Will they? I don't know. Malone has traditionally had a soft spot for DISCA; he's been expressing his bullishness on it for years and it is one of the few companies he controls where he's actually bought stock on the open market. Maybe Malone is so bullish on DISCA that he can't bring himself to pay out a dividend from the company just to get a short term stock pop; he famously hates paying the tax man (which a dividend forces him to do), and a combination of paying the tax man and forgoing share buybacks to pay a dividend when he's really bullish a company might be a nonstarter for him.
But the man is also a savage capital market allocator, and he knows how to play the markets. If the market wants SPACs, he'll give them SPACs. If they want dividends and will reward his companies for them, I suspect he'll give them dividends. And, it should be noted, Malone is clearly looking to clean up his estate and minimize his tax burden once he passes. If DISCA gets a big pop on a dividend announcement, he could use the "inflated" share price as a mark for future tax maneuvers, potentially letting him further minimize his tax burden.
Anyway, this is a long winded post to get to one simple idea: I think DISCA represents an interesting trade today.

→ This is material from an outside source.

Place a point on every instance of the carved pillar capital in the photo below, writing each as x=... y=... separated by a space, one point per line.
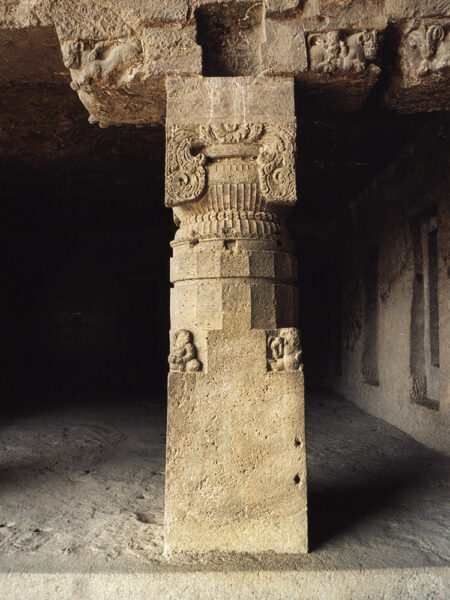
x=230 y=175
x=236 y=380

Underlying the trade is one simple fact: DISCA is cheap, and John Malone loves it. Personally, I'm a little more bearish on it because, while they have good assets, they've got a tough pivot to make and the cable bundle is unwinding really, really quickly. Still, Malone is literally the greatest media investor of our generation, so I think we can give him the benefit of the doubt and say Discovery is probably a bit undervalued here.
So value underlines are trade. The big potential catalyst here is that Liberty / Malone have learned from the QRTEA dividend that the market loves big special dividends, and Discovery is perfectly positioned to announce one in the next few months (if they decide to do one!).

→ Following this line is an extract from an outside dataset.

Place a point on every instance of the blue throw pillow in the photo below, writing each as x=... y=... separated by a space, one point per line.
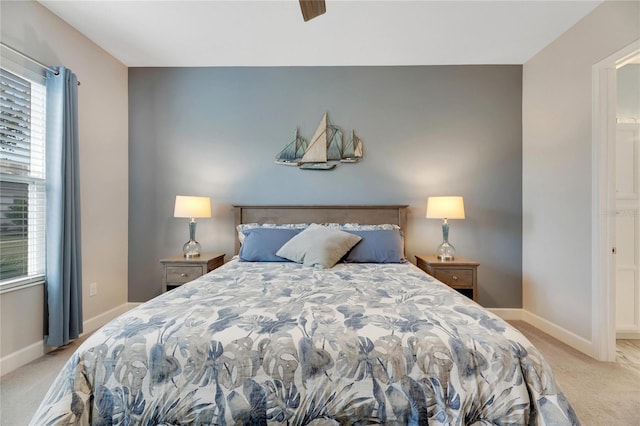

However, there is one other short term catalyst I briefly want to touch on. Discovery is hosting a presentation to launch their global streaming service on December 2. I think their global streaming service is launching into a very tough market. However, here's the good news: the market is almost certainly assigning no value to Discovery's streaming service. In fact, given Discovery is currently investing hundreds of millions through their income statement into the streaming service and the company trades for ~7x EBITDA multiple, I think you could credibly argue the market is giving Discovery a negative valuation for their streaming ambitions.

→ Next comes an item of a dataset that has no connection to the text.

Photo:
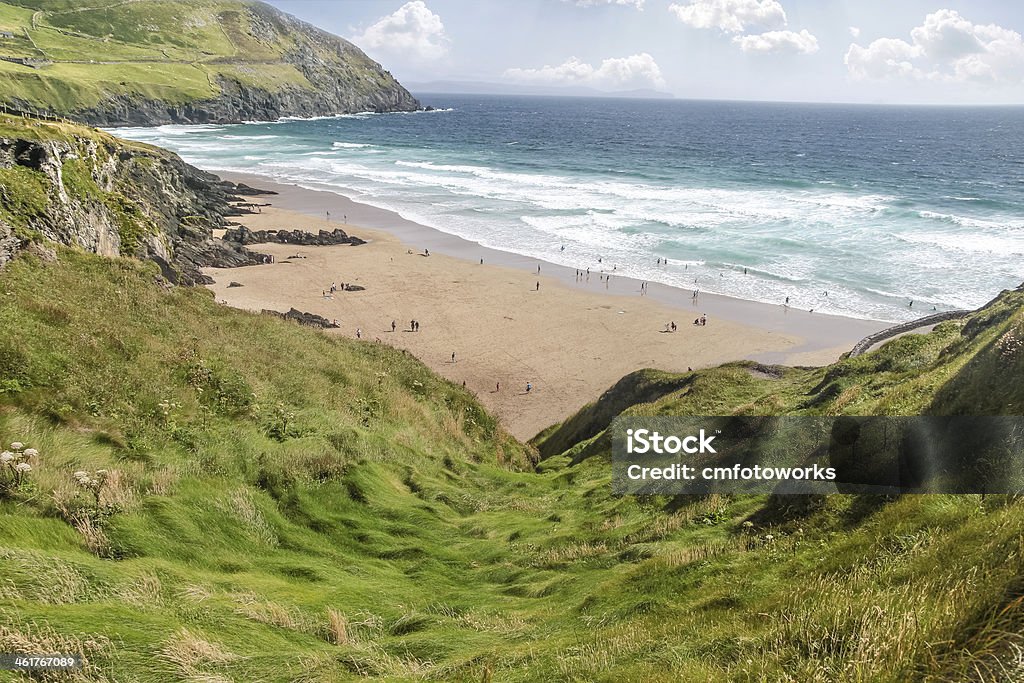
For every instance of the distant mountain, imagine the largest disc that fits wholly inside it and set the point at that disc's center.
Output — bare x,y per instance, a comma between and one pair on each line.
485,88
158,61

If the streaming service / presentation goes well, you could see the market rerate Discovery pretty quickly. Remember a few years ago when Disney's stock jumped ~12% on their announcement of Disney+'s monthly pricing? Obviously Discovery isn't Disney and we're dealing with a whole different set of expectations here, but I do think Disney's stock movement shows the market is willing to respond positively if they're impressed by your vision for a streaming service. Discovery is a Liberty related / Malone controlled company that's about to do a presentation. Never say never, but I can't think of a single time a Malone company has done a presentation that has disappointed the market / caused the stock to go down (i.e. Liberty stocks often go up on their Liberty day presentations, but I can't remember any going down materially). I suspect the market will, at worst, be neutral to the presentation, and I wouldn't be surprised to see a nice bump from it.
I basically look at Discovery today as a three part free roll
That's a free roll I want to buy. I've traditionally been hesistant on Discovery, but the recent success of QRTEA has me thinking there's a lot of financial engineering optionality at DISCA the market is missing.